Monday, April 11, 2016

From touch-points to journeys: Seeing the world as customers do
By Nicolas Maechler, Kevin Neher, and Robert Park

http://www.mckinsey.com/business-functions/marketing-and-sales/our-insights/from-touchpoints-to-journeys-seeing-the-world-as-customers-do?cid=other-eml-alt-mip-mck-oth-1603

To maximize customer satisfaction, companies have long emphasized touch-points. But doing so can divert attention from the more important issue: the customer’s end-to-end journey.

Very powerful article with very rich insights. It highlights the importance of breaking internal barriers when creating customer experiences by looking at the journey through the customers’ eyes—the customer does not care how you are organized at all, they care about their complete experience with a company.

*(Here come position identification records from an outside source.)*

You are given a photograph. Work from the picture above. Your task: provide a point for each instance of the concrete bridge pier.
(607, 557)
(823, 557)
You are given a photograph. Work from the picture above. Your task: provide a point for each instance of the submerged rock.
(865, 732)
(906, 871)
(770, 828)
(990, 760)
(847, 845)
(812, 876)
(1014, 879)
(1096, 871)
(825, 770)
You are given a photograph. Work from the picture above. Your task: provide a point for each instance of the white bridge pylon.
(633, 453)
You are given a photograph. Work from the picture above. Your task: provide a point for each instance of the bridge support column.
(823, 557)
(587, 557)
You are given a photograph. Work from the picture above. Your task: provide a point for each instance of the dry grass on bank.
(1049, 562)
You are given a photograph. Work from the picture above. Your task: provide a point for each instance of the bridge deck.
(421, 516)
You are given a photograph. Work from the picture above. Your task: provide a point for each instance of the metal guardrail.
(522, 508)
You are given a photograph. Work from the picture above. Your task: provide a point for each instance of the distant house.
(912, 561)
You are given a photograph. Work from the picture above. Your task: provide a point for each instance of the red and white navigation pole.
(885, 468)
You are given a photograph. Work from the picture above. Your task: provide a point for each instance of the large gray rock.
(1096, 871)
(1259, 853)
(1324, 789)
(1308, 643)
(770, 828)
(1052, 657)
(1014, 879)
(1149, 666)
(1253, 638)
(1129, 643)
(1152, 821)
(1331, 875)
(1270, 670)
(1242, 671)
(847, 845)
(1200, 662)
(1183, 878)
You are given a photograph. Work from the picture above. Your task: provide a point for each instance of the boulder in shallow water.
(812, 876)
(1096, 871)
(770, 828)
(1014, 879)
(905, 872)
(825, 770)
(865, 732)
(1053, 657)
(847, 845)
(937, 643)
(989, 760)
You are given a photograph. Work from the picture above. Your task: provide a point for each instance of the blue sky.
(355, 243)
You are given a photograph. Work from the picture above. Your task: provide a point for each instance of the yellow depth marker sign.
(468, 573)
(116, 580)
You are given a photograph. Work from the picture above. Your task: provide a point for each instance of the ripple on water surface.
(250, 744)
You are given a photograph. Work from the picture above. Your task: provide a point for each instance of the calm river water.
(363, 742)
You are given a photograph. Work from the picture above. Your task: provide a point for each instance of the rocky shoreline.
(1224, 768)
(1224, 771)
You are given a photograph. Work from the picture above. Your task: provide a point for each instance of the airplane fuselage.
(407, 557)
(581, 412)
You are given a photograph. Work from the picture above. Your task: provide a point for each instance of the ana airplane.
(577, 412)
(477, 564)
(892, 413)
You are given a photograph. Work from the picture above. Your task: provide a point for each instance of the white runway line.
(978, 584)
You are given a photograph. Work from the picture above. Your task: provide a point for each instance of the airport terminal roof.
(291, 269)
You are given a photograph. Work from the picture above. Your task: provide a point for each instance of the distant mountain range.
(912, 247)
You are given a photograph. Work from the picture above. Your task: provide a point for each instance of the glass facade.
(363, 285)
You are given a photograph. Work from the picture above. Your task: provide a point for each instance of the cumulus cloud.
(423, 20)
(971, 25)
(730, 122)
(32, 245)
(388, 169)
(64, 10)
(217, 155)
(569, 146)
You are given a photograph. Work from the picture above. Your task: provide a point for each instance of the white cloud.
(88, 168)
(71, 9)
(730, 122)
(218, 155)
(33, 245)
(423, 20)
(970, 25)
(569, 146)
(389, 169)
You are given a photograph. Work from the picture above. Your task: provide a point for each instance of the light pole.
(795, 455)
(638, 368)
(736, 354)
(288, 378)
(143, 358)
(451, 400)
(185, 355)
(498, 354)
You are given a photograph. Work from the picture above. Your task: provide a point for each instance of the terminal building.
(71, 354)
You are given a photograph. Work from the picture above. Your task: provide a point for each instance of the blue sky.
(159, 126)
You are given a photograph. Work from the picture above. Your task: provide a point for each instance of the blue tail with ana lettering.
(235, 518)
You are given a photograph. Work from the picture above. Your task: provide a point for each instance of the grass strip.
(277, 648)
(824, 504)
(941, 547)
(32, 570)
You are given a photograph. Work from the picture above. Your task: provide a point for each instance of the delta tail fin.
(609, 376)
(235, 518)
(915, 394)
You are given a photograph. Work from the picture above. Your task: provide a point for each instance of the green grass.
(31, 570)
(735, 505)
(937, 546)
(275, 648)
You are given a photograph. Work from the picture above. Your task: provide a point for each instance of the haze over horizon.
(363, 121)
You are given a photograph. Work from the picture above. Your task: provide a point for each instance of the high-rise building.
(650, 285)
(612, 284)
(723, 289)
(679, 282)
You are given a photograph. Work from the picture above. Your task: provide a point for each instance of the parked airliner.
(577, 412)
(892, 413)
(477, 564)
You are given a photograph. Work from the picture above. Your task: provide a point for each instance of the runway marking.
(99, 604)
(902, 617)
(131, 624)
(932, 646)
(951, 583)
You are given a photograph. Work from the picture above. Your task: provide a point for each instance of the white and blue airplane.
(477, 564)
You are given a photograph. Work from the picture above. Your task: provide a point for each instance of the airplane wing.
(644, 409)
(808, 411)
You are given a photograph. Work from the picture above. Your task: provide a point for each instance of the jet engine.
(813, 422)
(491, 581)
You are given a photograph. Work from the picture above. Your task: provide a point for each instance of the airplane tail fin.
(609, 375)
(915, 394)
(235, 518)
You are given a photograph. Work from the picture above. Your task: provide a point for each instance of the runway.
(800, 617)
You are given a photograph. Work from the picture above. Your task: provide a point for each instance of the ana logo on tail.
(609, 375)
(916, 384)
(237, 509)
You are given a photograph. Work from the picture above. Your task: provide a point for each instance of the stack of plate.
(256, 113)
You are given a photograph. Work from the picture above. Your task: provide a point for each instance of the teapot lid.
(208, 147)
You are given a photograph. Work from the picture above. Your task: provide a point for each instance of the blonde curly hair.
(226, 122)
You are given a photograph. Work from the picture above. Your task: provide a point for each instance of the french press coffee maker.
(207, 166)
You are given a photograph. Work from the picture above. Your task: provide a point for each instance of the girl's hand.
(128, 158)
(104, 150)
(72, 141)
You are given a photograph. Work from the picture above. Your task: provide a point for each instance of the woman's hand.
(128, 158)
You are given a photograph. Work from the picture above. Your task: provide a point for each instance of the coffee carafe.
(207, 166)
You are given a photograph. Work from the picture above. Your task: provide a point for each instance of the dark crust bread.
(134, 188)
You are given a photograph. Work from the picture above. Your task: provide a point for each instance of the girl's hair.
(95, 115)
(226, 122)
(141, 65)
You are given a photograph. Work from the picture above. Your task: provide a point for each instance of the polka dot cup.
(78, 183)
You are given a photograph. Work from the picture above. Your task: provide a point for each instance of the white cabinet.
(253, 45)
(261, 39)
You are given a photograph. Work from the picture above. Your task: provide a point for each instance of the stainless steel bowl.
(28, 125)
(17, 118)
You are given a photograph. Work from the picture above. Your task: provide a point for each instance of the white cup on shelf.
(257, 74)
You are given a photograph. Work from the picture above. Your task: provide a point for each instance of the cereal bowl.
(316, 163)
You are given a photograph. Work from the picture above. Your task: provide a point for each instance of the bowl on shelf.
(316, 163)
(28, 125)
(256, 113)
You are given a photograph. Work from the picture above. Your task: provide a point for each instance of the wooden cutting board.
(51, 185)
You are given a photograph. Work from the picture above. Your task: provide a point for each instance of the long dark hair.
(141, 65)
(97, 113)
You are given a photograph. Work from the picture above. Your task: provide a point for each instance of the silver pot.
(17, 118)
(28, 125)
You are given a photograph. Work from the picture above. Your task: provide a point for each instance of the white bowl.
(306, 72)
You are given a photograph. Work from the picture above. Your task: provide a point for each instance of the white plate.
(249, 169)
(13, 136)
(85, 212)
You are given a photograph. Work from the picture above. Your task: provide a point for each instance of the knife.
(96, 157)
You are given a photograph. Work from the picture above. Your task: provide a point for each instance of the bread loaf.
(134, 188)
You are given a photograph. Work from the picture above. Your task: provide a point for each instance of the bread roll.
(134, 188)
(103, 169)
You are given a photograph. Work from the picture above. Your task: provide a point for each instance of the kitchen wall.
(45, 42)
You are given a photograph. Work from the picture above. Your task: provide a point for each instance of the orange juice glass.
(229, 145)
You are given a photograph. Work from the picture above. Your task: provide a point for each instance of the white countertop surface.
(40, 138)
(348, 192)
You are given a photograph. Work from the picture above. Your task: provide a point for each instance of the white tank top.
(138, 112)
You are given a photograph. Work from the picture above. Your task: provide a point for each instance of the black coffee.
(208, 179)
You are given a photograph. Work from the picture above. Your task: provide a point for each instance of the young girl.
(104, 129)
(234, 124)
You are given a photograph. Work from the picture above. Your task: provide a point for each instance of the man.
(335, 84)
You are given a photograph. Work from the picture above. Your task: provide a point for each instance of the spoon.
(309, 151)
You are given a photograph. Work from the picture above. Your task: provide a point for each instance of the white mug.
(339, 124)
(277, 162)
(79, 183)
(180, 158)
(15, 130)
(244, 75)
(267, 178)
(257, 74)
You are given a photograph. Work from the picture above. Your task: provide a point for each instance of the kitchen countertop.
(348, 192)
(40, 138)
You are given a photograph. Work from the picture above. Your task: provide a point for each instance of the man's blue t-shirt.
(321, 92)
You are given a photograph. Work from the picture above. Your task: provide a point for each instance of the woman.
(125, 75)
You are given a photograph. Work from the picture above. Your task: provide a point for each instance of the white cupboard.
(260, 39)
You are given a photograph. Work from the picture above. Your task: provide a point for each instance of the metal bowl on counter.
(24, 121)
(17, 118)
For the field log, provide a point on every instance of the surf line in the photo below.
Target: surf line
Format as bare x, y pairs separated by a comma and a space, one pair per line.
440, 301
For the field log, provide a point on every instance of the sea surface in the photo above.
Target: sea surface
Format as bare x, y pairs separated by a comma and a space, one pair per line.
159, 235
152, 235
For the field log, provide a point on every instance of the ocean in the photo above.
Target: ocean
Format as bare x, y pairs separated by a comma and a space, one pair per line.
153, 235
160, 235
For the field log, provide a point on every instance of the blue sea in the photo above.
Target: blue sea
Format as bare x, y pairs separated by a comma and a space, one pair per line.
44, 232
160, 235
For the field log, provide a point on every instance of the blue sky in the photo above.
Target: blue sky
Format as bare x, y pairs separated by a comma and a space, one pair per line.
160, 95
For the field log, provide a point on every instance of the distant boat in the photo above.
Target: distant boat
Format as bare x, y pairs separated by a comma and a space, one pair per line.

When most companies focus on customer experience they think about touch-points—the individual transactions through which customers interact with parts of the business and its offerings. This is logical. It reflects organization and accountability, and is relatively easy to build into operations. Companies try to ensure that customers will be happy with the interaction when they connect with their product, customer service, sales staff, or marketing materials. But this siloed focus on individual touch-points misses the bigger—and more important—picture: the customer’s end-to-end experience. Only by looking at the customer’s experience through his or her own eyes—along the entire journey taken—can you really begin to understand how to meaningfully improve performance.... 
...This is especially true in today’s multi-touchpoint, multi-channel, always-on, hyper-competitive consumer markets. The explosion of potential customer interaction points—across new channels, devices, applications, and more—makes consistency of service and experience across channels nigh impossible—unless you are managing the journey, and not simply individual touch-points.... 
...The answer isn’t to replace touch-point management and thinking. Indeed, the expertise, efficiencies, and insights that functional groups bring to bear are important, and touch-points will continue to represent invaluable sources of insights—particularly in the fast-changing digital arena. Instead, companies need to recognize and address the fact that—at least, in most cases—they are simply not wired to naturally think about the journeys their customers take. They are wired to maximize productivity and scale economies through functional units. They are wired for transactions, not journeys.
So how should companies tackle this issue? In our experience, six actions are critical to managing customer-experience journeys (articles elsewhere in this volume explore several of these topics in depth):
 
  • Step back and identify the nature of the journeys customers take—from the customer’s point of view. 
  • Understand how customers navigate across the touch-points as they move through the journey.
  • Anticipate the customer’s needs, expectations, and desires during each part of the journey. 
  • Build an understanding of what is working and what is not. 
  • Set priorities for the most important gaps and opportunities to improve the journey. 
  • Come to grips with fixing root-cause issues and redesigning the journeys for a better end-to-end experience. 
The amount of time it can take to identify journeys, understand performance, and redesign the experience can vary widely from company to company. For companies seeking only to fix a few glaring problems in specific journeys, top-down problem solving can be enough. But those that want to transform the overall customer experience may need a bottom-up effort to create a detailed road map for each journey, one that describes the process from start to finish and takes into account the business impact of enhancing the journey and sequencing the initiatives to do so. For many companies, combining operational, marketing and customer, and competitive-research data to understand journeys is a first-time undertaking, and it can be a long process—sometimes lasting several months. But the reward is well worth it; creating a fact base allows management to clearly see the customer’s experience and decide which aspects to prioritize.